Yesterday we went to visit friends who had moved back to the US after a year abroad. We were going to be driving by the new house’s exit, so we decided to drive by and see how things were going – were they actually moving out?
It was about 3:30 in the afternoon and we were so fucking excited to see when we drove by that there was a moving truck in the driveway, boxes everywhere, people moving shit. HALLELUJAH! We texted our agent in excitement. OMG it looks like they’re actually moving out. Hooray! Things were going to move forward! They were moving! The keys were going to be ours with an empty house this afternoon! We can schedule contractors! (to bid a furnace replacement) We can schedule a locksmith to change the locks! We can schedule cleaners to scrub that baby down!
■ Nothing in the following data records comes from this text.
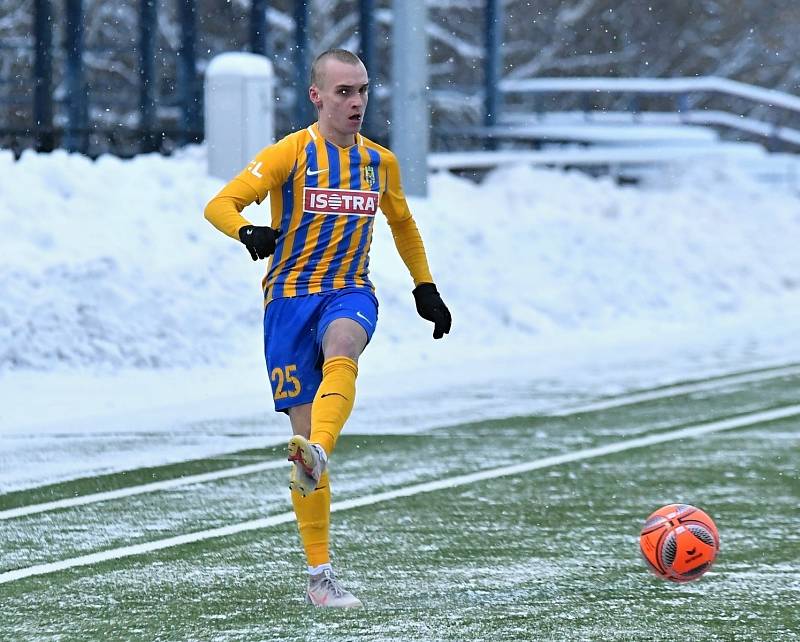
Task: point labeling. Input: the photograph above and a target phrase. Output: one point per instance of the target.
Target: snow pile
(111, 264)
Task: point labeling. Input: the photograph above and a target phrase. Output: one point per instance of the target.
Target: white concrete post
(239, 118)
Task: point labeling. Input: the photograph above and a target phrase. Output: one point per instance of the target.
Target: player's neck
(337, 138)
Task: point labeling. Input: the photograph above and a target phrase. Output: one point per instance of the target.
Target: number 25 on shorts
(283, 376)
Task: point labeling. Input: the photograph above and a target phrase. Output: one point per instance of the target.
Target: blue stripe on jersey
(326, 230)
(355, 168)
(305, 221)
(375, 163)
(366, 233)
(349, 227)
(287, 192)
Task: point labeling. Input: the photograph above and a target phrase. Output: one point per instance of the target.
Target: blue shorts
(293, 331)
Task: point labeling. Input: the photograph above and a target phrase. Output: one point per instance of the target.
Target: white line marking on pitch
(141, 489)
(408, 491)
(603, 404)
(674, 390)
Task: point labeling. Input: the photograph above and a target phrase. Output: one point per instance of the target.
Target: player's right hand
(259, 240)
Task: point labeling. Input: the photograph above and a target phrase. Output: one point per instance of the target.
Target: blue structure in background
(43, 76)
(147, 75)
(494, 36)
(301, 111)
(76, 134)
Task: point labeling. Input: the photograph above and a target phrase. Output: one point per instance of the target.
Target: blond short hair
(342, 55)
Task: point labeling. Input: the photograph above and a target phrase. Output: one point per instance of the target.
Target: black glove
(259, 241)
(431, 308)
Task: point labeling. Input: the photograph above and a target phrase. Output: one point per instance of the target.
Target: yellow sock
(313, 521)
(333, 402)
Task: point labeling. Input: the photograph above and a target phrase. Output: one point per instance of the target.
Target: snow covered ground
(130, 329)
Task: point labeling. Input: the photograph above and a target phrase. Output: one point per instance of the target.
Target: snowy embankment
(110, 263)
(111, 274)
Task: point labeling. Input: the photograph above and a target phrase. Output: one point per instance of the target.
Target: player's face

We were so excited that we powered through our exhaustion of a long day, a non-napping toddler and too short of a napping baby and did touch up painting, some packing and sprucing up. Hooray!
So, imagine my depression when I got a text from our agent while watching the Oscars that read: LA [listing agent] left message. House and garage not completely empty. Extenuating circumstances. Have asked for time frame.
OH MY FUCKING GOD!
That’s basically what I sent back to her. Only it was longer. With more cussing.
If I wasn’t so mad, I would have cried.
I didn’t believe “extenuating circumstances” for a FUCKING SECOND. And that’s what you get for being the boy who cried wolf. This whole time there have been excuses after excuses. I’m sorry, the extenuating circumstances are that you did NO packing before and you needed to move an entire house (with all your stuff everywhere because they have A LOT of stuff) in one day. It’s just not possible.
I have gotten to the point where I don’t feel bad anymore. I had been feeling guilty. I had been feeling awful for being so mad. I understand they are in a short sale. I know that sucks. I know it must feel awful selling a house when you’re underwater. But it’s also frustrating because here we are trying to comply with everything along the way. We’ve been really nice and dealt with all the headache along the way. We’ve been understanding. We’ve followed all the rules. And at some point you have to throw us a bit of a bone and just hold up this little end of the bargain. Please.
Our agent said that “technically” they have until 5pm today. That’s the official close of escrow. So I replied to her that that’s when they have until. Tomorrow we have contractors coming in to do estimates. Locks are being changed. It’s been 3 months. It’s close of escrow. It’s time.
We’ll see what happens later today. We’ll see at what time they get all their stuff out. We’ll see if when we get the keys and have the locks changed if there’s a bunch of stuff inside. At this point if they just left all the stuff they don’t want, I would’t care if we had to pay for a dumpster. I just want to be able to have it be our house. Sigh.
So there you have it. Extenuating circumstances. I’m sorry if I sound like an ungrateful, spoiled, asshole. I know to some people it must sound like I am. And I understand that feeling. It’s just hard to have to deal with this. We’ve been looking for our dream house for a year and a half. We’ve put offers on two other houses we’ve loved and lost out. This time, we found it, and we won. We love it. I’ve had dreams about it. I’ve planned where we’ll eat dinner. Where play areas will be in the backyard. The adventures we’ll have on the property. The adventures we’ll have in the neighborhood. Where I can go on morning runs. How we’ll update all the rooms. I’ve been dreaming. And that dream is SO CLOSE. It’s just hard to have the reality of touching it being teased. Fuck.